A closer look at Hurricane Earl

We only spent 3 days at the ocean this year and each day was red flag, meaning it is both illegal and too dangerous to get in the water because of rip currents or choppy waters. This was as much surfing as we did this year:

The water and waves were much bigger as you can imagine with a hurricane in the distance. We're talking pacific, surfing waves that are very uncommon in the atlanic. I've never seen any so large in my 20+ years of visiting the Outer Banks. We still enjoyed the waves coming up the beach and the kids still had a great time.

Our friend Jenny and her three little ones joined us late Monday afternoon and left very early Thursday morning because of the storm. Even though their trip was cut a little short and ended on a stressful, worrisome note I think the girls, Jenny and Mark had a good time overall!

As I said in my biking/helmet post, I am a worrisome first time parent but I certainly don't go to extremes like some first time moms. I think it is because I'm just more laid back and Autumn has a grandpa that does all the worrying for me. Case in point:

Here is my mom and Autumn getting ready to hop on their bike and ride back to the house so Autumn could go down for a nap...

...and here is my Dad not far behind, making sure Autumn would be properly secured and protected in the bike.

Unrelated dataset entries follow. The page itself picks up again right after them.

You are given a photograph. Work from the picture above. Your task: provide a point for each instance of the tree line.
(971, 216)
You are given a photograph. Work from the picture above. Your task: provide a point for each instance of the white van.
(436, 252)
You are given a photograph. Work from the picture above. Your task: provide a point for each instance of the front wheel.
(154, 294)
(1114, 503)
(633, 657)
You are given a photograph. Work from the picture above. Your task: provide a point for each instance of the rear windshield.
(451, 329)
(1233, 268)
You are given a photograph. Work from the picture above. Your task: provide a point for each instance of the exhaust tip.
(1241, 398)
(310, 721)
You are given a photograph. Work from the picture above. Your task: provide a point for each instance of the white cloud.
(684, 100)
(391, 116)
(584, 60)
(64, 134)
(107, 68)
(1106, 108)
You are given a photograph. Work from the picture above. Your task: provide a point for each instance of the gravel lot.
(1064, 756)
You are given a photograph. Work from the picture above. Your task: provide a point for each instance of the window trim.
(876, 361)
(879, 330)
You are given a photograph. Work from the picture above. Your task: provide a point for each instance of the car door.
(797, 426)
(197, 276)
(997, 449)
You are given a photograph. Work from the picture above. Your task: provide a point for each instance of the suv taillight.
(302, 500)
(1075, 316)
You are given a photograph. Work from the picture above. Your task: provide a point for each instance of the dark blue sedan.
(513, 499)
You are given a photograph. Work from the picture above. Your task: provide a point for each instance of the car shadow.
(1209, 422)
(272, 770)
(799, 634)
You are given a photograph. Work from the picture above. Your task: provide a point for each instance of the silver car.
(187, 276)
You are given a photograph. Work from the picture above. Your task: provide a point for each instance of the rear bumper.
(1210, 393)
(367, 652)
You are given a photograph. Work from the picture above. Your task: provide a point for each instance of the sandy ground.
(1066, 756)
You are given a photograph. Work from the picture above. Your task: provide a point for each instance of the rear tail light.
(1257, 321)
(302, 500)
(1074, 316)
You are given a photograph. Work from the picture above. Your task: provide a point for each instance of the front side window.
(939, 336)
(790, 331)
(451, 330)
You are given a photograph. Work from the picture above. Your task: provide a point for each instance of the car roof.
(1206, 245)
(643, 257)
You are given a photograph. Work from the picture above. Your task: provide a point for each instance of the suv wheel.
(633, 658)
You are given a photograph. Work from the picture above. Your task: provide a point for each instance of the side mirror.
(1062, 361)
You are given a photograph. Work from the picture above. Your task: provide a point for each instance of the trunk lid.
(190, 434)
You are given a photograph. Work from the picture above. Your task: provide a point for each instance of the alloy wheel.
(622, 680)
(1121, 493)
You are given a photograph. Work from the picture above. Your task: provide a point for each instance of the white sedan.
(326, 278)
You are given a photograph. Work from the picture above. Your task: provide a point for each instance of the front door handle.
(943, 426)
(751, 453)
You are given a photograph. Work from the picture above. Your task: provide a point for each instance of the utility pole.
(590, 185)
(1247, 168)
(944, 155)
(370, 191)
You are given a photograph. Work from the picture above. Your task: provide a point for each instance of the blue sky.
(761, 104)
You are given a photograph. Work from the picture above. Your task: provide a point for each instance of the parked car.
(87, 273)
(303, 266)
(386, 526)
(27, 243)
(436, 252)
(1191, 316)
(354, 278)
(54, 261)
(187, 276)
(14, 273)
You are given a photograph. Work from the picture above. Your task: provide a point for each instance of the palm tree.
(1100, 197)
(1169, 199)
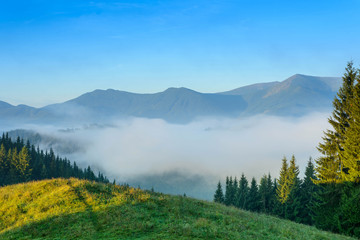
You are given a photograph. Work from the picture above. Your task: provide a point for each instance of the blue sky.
(52, 51)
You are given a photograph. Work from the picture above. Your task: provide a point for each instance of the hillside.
(74, 209)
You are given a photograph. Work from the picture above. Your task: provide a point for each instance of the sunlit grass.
(77, 209)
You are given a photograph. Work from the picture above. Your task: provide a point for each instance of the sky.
(52, 51)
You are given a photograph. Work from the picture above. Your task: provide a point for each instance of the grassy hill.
(78, 209)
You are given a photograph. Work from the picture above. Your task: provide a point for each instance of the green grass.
(77, 209)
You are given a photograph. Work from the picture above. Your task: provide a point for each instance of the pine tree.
(219, 195)
(283, 189)
(242, 193)
(351, 153)
(23, 165)
(330, 166)
(253, 203)
(3, 165)
(308, 191)
(293, 202)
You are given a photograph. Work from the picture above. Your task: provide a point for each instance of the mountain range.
(295, 96)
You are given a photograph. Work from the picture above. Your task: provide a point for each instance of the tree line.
(20, 162)
(287, 197)
(329, 194)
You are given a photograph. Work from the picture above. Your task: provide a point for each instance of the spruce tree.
(351, 154)
(308, 191)
(242, 192)
(228, 190)
(23, 165)
(3, 165)
(283, 188)
(219, 195)
(329, 166)
(253, 203)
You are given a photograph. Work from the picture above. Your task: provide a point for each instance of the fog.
(191, 158)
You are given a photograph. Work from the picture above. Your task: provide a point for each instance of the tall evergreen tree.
(3, 165)
(219, 195)
(283, 189)
(253, 203)
(308, 191)
(242, 192)
(351, 152)
(329, 166)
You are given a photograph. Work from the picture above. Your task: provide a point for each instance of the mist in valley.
(190, 158)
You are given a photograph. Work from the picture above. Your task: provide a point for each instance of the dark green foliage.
(326, 206)
(266, 191)
(21, 163)
(330, 167)
(253, 203)
(242, 193)
(230, 192)
(308, 191)
(349, 211)
(219, 195)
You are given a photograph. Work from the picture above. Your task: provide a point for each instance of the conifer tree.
(23, 165)
(253, 203)
(329, 166)
(3, 165)
(219, 195)
(293, 202)
(227, 199)
(283, 188)
(308, 191)
(351, 152)
(242, 192)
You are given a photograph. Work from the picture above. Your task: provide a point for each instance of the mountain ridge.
(295, 96)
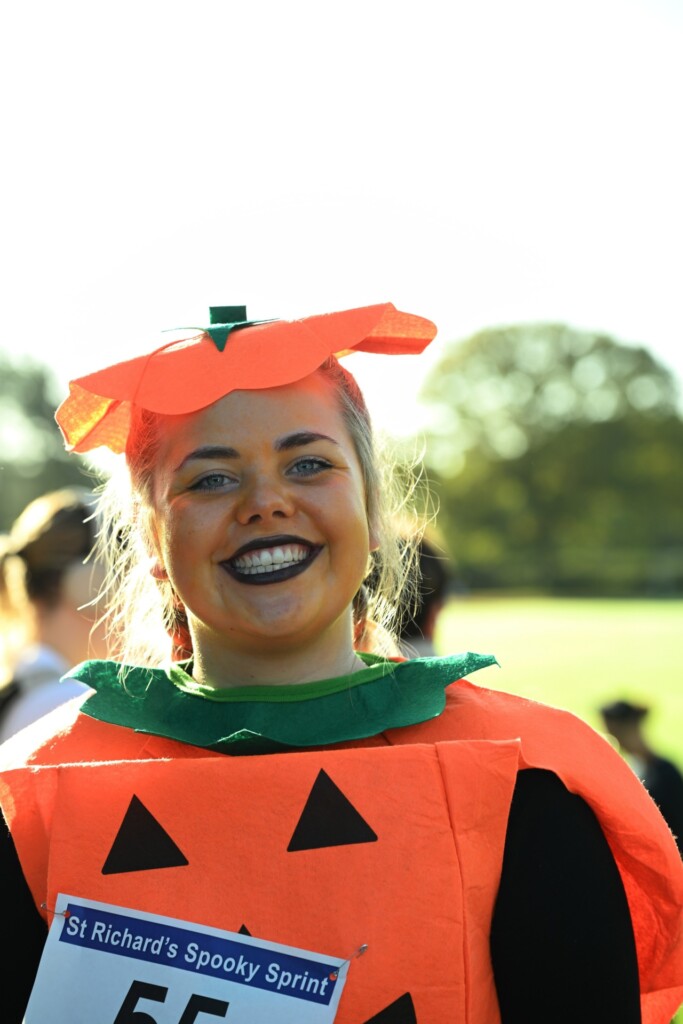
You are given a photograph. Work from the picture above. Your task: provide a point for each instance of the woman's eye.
(212, 481)
(309, 466)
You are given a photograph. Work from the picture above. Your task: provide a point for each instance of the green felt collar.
(267, 719)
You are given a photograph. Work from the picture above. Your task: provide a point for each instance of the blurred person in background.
(47, 611)
(660, 776)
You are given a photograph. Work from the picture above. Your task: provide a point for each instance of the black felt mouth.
(275, 576)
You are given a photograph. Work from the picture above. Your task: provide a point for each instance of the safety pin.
(57, 913)
(354, 955)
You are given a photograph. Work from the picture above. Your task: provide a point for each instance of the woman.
(466, 855)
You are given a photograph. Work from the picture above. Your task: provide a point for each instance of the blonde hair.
(146, 623)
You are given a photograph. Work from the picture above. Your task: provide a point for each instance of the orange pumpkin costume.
(391, 835)
(102, 812)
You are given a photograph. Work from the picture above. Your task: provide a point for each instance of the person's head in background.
(624, 721)
(47, 587)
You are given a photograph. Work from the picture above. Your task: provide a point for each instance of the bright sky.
(477, 163)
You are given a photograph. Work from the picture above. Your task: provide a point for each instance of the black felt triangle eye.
(141, 844)
(400, 1011)
(329, 818)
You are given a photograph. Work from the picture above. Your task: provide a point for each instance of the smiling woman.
(255, 764)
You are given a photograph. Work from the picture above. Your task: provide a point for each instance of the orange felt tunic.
(410, 865)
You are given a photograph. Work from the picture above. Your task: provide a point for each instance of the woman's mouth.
(271, 562)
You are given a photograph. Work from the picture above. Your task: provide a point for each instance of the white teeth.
(270, 559)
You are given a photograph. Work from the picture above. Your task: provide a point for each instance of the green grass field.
(579, 653)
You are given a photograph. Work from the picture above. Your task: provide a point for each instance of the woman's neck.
(221, 668)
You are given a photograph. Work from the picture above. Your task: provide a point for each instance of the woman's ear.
(373, 537)
(157, 569)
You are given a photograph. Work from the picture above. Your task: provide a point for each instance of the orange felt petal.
(187, 375)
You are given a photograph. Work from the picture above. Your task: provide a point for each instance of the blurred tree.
(504, 390)
(32, 455)
(567, 476)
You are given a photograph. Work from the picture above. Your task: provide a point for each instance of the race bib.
(109, 965)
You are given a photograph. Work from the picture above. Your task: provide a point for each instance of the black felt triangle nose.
(400, 1011)
(141, 844)
(329, 818)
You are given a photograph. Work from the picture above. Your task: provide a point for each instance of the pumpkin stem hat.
(233, 353)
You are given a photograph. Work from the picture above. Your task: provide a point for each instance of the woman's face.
(260, 518)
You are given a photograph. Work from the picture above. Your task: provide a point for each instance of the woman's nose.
(264, 498)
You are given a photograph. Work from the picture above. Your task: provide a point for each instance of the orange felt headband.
(189, 374)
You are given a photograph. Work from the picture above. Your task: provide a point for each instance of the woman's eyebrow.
(209, 452)
(299, 438)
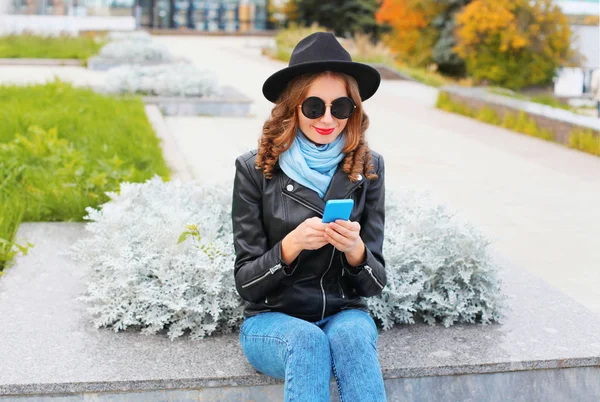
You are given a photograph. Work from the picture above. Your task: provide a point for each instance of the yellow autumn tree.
(513, 43)
(412, 37)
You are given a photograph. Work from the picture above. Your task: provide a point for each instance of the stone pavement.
(547, 348)
(538, 201)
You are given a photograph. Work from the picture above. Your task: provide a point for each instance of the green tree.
(344, 17)
(442, 54)
(513, 43)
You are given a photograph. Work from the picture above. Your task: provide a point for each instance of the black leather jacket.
(319, 282)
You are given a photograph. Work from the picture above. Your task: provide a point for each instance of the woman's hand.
(309, 235)
(345, 236)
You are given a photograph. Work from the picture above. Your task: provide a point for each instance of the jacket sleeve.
(595, 83)
(369, 277)
(258, 269)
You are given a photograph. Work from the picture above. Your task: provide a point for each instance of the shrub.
(138, 36)
(513, 43)
(133, 51)
(62, 148)
(142, 277)
(175, 79)
(49, 47)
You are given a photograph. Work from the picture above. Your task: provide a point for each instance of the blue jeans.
(307, 354)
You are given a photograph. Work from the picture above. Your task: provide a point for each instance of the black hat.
(321, 51)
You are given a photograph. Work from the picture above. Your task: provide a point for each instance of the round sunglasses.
(314, 107)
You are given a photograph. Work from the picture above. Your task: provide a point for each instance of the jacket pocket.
(342, 293)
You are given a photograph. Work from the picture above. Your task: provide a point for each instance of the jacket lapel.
(340, 187)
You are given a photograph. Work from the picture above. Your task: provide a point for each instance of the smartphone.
(337, 209)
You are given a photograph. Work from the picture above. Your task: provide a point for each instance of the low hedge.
(49, 47)
(581, 139)
(62, 148)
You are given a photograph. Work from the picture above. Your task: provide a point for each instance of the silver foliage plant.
(175, 79)
(142, 278)
(140, 36)
(438, 268)
(135, 51)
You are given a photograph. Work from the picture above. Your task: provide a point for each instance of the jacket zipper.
(309, 206)
(271, 271)
(323, 276)
(370, 271)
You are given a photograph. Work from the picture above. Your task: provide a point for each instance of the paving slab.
(537, 201)
(49, 345)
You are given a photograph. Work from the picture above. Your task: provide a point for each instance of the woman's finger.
(337, 237)
(351, 226)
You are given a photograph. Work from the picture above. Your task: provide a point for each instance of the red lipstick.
(324, 131)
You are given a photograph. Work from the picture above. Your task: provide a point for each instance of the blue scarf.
(310, 164)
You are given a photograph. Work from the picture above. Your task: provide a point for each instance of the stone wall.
(558, 121)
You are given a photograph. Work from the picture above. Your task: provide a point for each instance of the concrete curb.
(41, 62)
(173, 156)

He wasn't quite certain my mom could handle this on her own. Seeing as how she's only had 5 kids you know. We love our Grandpa!

So these next images were taken Thursday evening around 7PM long after visitors had been asked to evacuate. The beach was a bit of a ghost town. The wind was unbelievable as you got closer and closer to the water. The waves again were the choppiest, largest and most far out I have even seen them. There was so much moisture and sand blowing in the air from the high winds that you just felt so gross when you got back into the car. My images got less and less clear as my camera took a beating the longer we stayed.

In just a few hours (around 10PM the rain began) Earl would hit. Most of the homes on the water were boarded up. Had we been at our beach house in June (about 3 lots from the ocean) we would have surely left, but luckily we were across the main road and back towards the sound (water between island and mainland).

Check out the grass below in this picture - just to help illustrate how much the wind was blowing, this grass usually falls lifeless and flat while here it is completely pushed back into the dunes.

Diego and Anthony who appears to be ready to fight the storm or something...

My gorgeous sister Jodi, helping show off the power of the wind and her awesome tan line.

As we left there were a few more people (mostly residents of the area) with cameras trying to get a glimpse of the calm before the storm. It was such a neat experience to be part of and luckily no one was hurt or the storm wasn't more powerful. We were so glad we stayed as we had 2 more awesome days at the beach with sun, cool weather and loads more memories to make. Here's to maybe a tornado or earthquake next year!


  1. Yeah, Earl didn't amount to much. We didn't even get any rain here, and we can usually at least count on the hurricanes to water the grass a little. =)

    Love the picture of Anthony ready to take on the storm.

  2. It certainly made for an interesting trip. I think all that's left is the earthquake. We had the tornado the year Christian was born.